Median household incomes, before taxes and adjusted for inflation, have risen 2.2% in the last year through June, according to Sentier Research, a consulting firm founded by Census Bureau researchers. They remain 7.2% below where they were in December 2007 - the start of the recession - and 4.8% below when the recession ended in June 2009, Sentier reported.
The recent improvement was concentrated in late 2011, but the median has slipped slightly this year, in part because of inflation, Sentier partner Gordon Green said.
"Inflation is a big player now" in future household budgets, Green said. "Incomes have flattened out, and gas prices are going up again."
Consumers have lost more ground since the recession ended than they did while it was still occurring, the report said, repeating a conclusion Sentier published last year.
The damage has been much worse, predictably, in homes where the person listed as the property owner or renter has been unemployed. Their incomes are down 22.6% since June 2009. But even households where the primary earner has been employed continuously also have incomes almost 5% lower than in June 2009.
Other groups hit harder than average include young people, men living alone and people who have some college but not a degree, Sentier said.

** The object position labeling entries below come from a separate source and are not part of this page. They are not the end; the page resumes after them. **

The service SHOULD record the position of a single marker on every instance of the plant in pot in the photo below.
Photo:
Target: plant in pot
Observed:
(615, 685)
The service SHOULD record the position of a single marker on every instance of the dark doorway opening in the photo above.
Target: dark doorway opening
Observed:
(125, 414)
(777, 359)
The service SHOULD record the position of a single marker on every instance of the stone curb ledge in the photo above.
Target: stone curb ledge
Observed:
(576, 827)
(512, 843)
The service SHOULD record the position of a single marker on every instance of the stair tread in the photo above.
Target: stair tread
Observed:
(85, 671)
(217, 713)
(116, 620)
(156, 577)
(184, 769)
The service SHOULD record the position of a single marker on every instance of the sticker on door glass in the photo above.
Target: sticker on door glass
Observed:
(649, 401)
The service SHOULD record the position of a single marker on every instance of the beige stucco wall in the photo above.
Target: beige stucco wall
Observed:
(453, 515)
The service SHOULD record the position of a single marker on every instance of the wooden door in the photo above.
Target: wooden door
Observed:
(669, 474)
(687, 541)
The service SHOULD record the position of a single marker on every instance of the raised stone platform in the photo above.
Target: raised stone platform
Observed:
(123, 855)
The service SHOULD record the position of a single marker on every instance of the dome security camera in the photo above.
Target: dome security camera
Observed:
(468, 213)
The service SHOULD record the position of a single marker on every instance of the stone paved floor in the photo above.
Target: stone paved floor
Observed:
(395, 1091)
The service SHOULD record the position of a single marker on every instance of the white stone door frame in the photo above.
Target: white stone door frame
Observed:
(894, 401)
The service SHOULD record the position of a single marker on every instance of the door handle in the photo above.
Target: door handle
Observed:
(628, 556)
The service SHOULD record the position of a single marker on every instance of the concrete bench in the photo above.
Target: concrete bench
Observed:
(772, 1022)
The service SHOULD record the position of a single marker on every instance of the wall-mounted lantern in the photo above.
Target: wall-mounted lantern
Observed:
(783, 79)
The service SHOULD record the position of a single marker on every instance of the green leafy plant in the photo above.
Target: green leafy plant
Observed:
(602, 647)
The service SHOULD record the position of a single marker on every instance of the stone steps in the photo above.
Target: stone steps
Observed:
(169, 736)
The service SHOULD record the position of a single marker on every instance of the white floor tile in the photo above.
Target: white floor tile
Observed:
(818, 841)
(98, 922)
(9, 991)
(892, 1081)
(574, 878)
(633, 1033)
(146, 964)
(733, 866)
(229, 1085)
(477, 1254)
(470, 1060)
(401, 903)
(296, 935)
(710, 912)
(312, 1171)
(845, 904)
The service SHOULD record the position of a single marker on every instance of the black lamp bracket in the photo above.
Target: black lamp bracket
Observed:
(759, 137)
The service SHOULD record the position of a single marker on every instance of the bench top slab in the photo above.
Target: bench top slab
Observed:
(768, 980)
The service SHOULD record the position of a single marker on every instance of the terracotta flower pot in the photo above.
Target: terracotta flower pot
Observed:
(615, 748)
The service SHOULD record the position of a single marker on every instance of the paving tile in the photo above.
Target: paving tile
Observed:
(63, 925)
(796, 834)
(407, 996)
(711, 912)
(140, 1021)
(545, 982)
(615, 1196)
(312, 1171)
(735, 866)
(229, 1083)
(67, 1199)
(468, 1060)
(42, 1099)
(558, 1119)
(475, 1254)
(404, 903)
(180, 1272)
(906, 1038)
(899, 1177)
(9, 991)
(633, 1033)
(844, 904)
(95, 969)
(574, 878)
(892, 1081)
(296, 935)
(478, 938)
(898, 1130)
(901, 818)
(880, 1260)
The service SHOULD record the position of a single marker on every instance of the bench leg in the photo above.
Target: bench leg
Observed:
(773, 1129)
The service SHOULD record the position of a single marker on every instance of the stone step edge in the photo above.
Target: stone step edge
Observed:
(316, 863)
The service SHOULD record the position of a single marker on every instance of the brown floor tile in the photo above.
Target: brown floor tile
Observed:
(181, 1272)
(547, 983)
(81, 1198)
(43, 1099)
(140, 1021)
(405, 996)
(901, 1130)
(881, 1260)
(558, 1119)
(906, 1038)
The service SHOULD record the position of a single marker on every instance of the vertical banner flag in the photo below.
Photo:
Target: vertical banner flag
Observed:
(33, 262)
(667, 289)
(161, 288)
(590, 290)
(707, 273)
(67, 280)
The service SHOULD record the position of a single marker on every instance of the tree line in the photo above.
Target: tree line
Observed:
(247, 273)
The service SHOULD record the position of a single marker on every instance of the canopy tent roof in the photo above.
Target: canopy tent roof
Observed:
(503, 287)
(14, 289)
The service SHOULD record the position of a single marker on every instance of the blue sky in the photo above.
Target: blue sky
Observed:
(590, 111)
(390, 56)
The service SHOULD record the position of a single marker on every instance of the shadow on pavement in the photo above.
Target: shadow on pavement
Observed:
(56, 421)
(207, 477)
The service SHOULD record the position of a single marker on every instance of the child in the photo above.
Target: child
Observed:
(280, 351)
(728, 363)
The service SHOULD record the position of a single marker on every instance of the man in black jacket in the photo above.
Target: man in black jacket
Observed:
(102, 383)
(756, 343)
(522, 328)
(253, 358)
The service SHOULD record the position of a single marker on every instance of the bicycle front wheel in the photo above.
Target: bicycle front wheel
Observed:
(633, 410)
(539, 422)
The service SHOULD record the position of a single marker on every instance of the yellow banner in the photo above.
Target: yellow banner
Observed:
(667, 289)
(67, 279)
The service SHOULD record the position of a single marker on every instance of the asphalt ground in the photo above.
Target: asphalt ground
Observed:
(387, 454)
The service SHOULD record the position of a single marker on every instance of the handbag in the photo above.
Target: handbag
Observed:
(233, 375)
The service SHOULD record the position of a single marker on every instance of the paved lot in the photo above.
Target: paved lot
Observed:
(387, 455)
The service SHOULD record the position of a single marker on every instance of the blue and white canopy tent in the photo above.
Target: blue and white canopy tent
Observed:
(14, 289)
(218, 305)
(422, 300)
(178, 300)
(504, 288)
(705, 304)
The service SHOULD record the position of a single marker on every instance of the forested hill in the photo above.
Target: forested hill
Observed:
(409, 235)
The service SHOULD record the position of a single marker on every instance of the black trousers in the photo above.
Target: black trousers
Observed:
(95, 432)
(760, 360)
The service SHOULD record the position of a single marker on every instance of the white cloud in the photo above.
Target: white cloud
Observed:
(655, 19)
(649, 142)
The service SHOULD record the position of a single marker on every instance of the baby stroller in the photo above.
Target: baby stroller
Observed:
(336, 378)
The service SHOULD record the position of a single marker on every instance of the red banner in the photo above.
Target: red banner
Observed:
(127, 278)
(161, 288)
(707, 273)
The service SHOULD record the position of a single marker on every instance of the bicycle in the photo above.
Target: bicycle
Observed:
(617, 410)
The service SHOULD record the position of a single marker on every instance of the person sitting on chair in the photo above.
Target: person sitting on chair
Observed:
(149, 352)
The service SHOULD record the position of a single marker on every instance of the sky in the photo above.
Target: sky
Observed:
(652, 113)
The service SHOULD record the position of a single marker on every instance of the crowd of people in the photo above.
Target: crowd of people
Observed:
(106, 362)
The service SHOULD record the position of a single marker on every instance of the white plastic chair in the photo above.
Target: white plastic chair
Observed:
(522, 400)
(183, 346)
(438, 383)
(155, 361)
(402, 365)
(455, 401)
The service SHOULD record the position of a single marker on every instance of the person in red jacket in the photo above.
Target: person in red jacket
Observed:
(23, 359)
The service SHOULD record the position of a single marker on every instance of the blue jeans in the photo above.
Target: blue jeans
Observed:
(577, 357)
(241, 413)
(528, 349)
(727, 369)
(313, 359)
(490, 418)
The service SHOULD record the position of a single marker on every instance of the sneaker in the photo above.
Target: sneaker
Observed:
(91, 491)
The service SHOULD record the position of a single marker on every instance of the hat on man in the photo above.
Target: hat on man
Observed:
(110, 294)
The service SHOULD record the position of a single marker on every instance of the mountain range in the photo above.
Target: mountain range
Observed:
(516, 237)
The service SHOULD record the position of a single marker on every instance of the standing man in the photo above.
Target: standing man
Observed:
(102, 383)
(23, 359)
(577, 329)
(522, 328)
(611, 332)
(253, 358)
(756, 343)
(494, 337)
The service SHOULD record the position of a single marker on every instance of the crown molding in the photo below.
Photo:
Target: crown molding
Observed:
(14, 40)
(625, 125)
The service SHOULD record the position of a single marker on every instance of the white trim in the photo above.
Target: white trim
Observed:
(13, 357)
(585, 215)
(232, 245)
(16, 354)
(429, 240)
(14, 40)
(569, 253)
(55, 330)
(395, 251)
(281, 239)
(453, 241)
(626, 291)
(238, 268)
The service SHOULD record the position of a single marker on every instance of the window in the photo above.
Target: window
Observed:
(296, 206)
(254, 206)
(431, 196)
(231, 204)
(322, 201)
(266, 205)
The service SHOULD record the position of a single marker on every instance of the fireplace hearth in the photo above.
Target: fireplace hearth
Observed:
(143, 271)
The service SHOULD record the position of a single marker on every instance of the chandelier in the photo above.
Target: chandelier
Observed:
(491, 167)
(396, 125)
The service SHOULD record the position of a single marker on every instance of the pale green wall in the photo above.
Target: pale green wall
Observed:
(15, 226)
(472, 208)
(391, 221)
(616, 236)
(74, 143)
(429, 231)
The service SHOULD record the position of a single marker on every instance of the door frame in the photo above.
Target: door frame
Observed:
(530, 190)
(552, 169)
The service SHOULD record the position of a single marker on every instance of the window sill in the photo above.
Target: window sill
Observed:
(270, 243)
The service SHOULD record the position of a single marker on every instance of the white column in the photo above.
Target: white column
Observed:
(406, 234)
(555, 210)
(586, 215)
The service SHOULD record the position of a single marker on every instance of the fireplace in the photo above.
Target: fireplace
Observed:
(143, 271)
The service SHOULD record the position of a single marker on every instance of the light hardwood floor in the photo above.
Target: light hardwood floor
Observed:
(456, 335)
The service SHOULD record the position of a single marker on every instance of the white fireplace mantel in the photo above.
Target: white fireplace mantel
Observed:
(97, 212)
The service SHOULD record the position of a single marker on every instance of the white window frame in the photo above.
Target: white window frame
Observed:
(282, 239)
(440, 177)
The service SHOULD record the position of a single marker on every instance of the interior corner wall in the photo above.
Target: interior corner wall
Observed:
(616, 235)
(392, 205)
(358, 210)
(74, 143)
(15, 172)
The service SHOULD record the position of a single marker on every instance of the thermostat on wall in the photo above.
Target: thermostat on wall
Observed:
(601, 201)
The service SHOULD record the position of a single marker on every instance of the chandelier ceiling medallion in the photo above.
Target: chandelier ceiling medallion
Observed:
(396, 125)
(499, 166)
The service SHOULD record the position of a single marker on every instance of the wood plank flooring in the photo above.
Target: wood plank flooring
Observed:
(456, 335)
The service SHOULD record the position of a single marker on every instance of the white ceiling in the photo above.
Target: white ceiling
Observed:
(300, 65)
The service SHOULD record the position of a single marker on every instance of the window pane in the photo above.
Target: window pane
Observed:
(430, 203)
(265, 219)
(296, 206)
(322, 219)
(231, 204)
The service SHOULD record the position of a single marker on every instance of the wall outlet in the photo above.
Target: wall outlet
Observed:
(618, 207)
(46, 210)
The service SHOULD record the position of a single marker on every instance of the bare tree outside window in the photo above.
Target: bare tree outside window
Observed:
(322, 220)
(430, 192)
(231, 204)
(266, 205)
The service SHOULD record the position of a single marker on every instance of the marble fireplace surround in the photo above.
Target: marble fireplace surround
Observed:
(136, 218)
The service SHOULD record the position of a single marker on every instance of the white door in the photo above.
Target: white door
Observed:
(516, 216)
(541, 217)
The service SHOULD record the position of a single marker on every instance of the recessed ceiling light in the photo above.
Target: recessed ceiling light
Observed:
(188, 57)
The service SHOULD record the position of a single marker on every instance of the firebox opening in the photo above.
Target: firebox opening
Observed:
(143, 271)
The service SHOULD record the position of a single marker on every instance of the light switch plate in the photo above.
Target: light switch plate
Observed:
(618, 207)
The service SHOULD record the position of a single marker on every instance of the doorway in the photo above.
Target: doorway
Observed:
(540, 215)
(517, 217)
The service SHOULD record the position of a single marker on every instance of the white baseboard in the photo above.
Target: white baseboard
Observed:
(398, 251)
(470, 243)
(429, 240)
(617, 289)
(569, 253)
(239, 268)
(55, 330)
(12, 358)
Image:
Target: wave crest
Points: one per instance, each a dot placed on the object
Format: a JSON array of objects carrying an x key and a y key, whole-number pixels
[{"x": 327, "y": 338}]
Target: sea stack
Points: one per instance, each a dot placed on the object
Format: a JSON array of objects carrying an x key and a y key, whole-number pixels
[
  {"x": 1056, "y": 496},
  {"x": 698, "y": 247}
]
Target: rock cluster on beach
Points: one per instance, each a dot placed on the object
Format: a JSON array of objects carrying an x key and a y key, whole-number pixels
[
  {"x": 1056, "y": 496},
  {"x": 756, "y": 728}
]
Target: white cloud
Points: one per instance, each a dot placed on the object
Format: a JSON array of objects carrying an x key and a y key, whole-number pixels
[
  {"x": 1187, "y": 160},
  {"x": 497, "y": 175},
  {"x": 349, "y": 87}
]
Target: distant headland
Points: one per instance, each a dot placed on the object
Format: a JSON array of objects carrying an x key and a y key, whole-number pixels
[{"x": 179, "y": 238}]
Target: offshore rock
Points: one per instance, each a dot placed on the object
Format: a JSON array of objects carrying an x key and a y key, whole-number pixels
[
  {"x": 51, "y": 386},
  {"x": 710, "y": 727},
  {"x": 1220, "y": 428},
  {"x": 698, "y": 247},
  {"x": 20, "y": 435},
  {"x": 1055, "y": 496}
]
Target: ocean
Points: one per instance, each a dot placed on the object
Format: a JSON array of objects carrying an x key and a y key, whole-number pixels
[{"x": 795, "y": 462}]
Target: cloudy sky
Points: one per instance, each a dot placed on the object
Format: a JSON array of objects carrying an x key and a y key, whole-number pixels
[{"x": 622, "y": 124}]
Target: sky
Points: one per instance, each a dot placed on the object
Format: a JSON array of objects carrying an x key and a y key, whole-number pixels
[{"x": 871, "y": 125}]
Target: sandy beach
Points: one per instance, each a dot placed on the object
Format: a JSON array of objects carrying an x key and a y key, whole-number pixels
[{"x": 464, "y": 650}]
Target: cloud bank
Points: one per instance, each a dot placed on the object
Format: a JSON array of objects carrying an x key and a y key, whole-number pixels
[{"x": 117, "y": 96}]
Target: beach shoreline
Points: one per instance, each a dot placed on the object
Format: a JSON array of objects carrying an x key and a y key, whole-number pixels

"It substantiates what (community college) teachers tell their students: If you're going to get a two-year degree, get it in something marketable," Green said, adding, "25- to 34-year olds got hit pretty hard."
So have people nearing retirement age. Those ages 55 to 64 have seen a 9.7% drop in median household income since June 2009.
Politically, the results highlight the stakes of the presidential election. The biggest income drops are in nine swing states, which have incomes that are still 5.7% below 2009. The drop was 5.2% in "blue" states that lean Democratic, and 5% in Republican-leaning "red" states, which have the lowest incomes of the three groups.
Consumers have responded to lower incomes by reducing debt, said Mark Cole, executive vice president of CredAbility, a non-profit consumer credit counseling service in Atlanta.
"Everyone has worked really hard to control expenses and clean up their debt," said Cole. "A lot of it is because they are scared about the future."